Introduction

Attention-deficit/hyperactivity disorder (ADHD) is a common childhood neuro-developmental disorder, characterised by three core symptoms: inattention, hyperactivity and impulsiveness causing an impairment in functioning [1]. Although epidemiological studies suggest that globally ADHD affects around 5% of school-age children, diagnosis and prescription rates are heterogeneous between countries [2,3,4,5,6,7] and estimated prescribing rates vary, for example, from 0.9% in Denmark to 4.6–4.7% in Canada and Iceland [8].

The receipt of a clinical diagnosis of ADHD depends on evidence of symptoms affecting functioning in more than one setting, for example, both at school and at home. The diagnostic process, therefore, usually involves the collection of information from those who encounter the child in different contexts, for example, the child’s parents and school teachers, as well as the observations and interpretation of the health care professionals conducting the assessment [1].

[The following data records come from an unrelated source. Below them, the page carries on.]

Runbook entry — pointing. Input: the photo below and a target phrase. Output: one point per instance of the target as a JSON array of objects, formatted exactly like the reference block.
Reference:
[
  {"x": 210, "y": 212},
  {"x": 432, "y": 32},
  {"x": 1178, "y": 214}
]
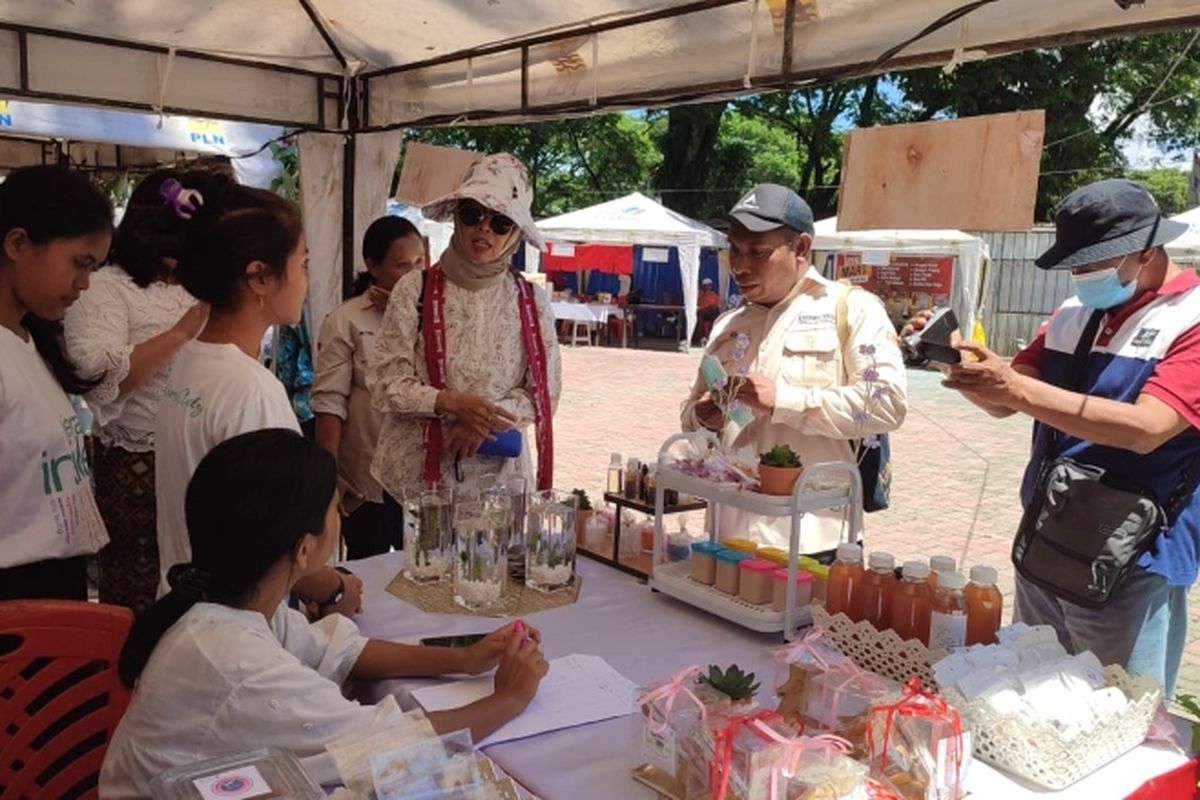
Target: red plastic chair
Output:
[
  {"x": 60, "y": 698},
  {"x": 1177, "y": 785}
]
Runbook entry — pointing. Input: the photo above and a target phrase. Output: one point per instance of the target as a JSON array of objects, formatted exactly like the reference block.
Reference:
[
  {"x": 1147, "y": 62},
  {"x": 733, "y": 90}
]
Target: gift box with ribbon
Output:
[
  {"x": 918, "y": 744},
  {"x": 730, "y": 744},
  {"x": 673, "y": 711},
  {"x": 807, "y": 768},
  {"x": 838, "y": 702},
  {"x": 797, "y": 665}
]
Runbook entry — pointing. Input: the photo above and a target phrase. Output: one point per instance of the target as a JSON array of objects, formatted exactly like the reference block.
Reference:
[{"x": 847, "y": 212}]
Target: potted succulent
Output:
[
  {"x": 738, "y": 686},
  {"x": 779, "y": 469},
  {"x": 582, "y": 513}
]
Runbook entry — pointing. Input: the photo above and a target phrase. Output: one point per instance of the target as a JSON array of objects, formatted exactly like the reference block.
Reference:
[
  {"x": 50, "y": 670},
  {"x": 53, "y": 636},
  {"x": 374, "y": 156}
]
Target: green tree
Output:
[
  {"x": 574, "y": 162},
  {"x": 688, "y": 142},
  {"x": 1093, "y": 95},
  {"x": 1168, "y": 186}
]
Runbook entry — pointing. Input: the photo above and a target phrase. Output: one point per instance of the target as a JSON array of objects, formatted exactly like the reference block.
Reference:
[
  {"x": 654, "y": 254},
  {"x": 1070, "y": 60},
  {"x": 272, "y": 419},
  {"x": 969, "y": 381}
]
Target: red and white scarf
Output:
[{"x": 433, "y": 329}]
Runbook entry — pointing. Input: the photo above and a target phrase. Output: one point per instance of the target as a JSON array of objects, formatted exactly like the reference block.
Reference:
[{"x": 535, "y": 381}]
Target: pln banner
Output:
[{"x": 106, "y": 125}]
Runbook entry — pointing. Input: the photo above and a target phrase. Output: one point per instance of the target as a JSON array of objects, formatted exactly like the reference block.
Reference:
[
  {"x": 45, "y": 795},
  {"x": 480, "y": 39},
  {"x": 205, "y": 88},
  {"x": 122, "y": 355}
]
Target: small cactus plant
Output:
[{"x": 733, "y": 683}]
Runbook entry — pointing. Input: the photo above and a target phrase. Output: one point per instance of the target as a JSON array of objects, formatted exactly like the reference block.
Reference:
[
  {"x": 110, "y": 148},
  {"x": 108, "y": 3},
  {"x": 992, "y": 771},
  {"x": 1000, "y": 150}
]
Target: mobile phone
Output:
[
  {"x": 935, "y": 342},
  {"x": 463, "y": 641}
]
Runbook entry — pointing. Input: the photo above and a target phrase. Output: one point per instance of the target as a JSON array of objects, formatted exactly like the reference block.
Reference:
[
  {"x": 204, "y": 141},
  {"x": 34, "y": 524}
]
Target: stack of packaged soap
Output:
[{"x": 1030, "y": 675}]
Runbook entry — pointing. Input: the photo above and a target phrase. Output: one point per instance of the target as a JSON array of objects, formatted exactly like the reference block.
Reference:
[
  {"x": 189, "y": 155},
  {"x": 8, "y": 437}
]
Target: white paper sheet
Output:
[{"x": 577, "y": 690}]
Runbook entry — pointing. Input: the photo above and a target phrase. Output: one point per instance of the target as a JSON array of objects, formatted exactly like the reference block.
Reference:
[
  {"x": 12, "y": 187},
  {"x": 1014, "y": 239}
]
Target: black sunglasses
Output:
[{"x": 473, "y": 214}]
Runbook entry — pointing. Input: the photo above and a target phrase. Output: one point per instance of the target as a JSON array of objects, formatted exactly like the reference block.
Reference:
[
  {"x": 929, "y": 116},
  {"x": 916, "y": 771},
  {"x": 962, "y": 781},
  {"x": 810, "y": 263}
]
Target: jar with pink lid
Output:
[
  {"x": 804, "y": 585},
  {"x": 755, "y": 583}
]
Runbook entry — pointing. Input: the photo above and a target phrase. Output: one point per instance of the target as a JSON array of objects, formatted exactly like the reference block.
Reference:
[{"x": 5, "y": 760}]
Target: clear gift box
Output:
[
  {"x": 807, "y": 768},
  {"x": 442, "y": 768},
  {"x": 665, "y": 741},
  {"x": 838, "y": 702},
  {"x": 797, "y": 665},
  {"x": 268, "y": 773},
  {"x": 729, "y": 744},
  {"x": 917, "y": 741}
]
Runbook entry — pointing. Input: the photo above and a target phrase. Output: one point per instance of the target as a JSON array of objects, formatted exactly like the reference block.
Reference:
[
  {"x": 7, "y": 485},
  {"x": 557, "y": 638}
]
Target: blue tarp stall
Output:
[
  {"x": 655, "y": 232},
  {"x": 109, "y": 138}
]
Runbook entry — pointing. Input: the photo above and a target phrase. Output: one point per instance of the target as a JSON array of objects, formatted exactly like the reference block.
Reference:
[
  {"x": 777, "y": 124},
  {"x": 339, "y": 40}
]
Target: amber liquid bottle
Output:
[
  {"x": 939, "y": 564},
  {"x": 845, "y": 581},
  {"x": 948, "y": 613},
  {"x": 984, "y": 606},
  {"x": 911, "y": 603},
  {"x": 875, "y": 596}
]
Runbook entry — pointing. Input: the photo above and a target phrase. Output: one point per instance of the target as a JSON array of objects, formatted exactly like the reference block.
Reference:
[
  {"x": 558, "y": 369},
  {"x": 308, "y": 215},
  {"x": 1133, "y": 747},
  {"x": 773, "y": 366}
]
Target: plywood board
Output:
[
  {"x": 979, "y": 173},
  {"x": 431, "y": 172}
]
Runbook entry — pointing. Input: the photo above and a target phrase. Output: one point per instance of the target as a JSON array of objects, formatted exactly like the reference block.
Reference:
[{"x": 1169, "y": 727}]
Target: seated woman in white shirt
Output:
[
  {"x": 125, "y": 331},
  {"x": 55, "y": 228},
  {"x": 221, "y": 666},
  {"x": 243, "y": 251}
]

There is an overwhelming literature documenting neurobiological, clinical and pharmacological evidence for the validity of ADHD as a diagnosis [9]. Despite the operationalization of the diagnostic process, since diagnosis involves clinical judgment, without an objective test, there remain a number of areas of debate within the literature [10, 11]. This systematic review focuses on one debate, whether relative age within the academic year affects the likelihood of a child being diagnosed with and/or receiving medication for ADHD. In many countries, there is a set age at which a child starts their first year of school, with a chronological date cut-off, e.g. 1st of September. This means that one child, born early in September may be 5 years old when the academic year starts, however, a child born at the end of August will only recently have turned 4 years of age. It would be expected that the older child will be more developmentally mature than the younger child, however, the academic and developmental expectations for the two children are likely to be similar, especially at school. The relative age effect is well evidenced within sport [12] and academic achievement [13]. It has also been studied with regard to child mental health problems [14]. There is no single accepted definition of younger relative age within the literature. Here we refer to children born at least in the younger half of the school year, however, others have defined this as the youngest one, two, three or 4 months of the year.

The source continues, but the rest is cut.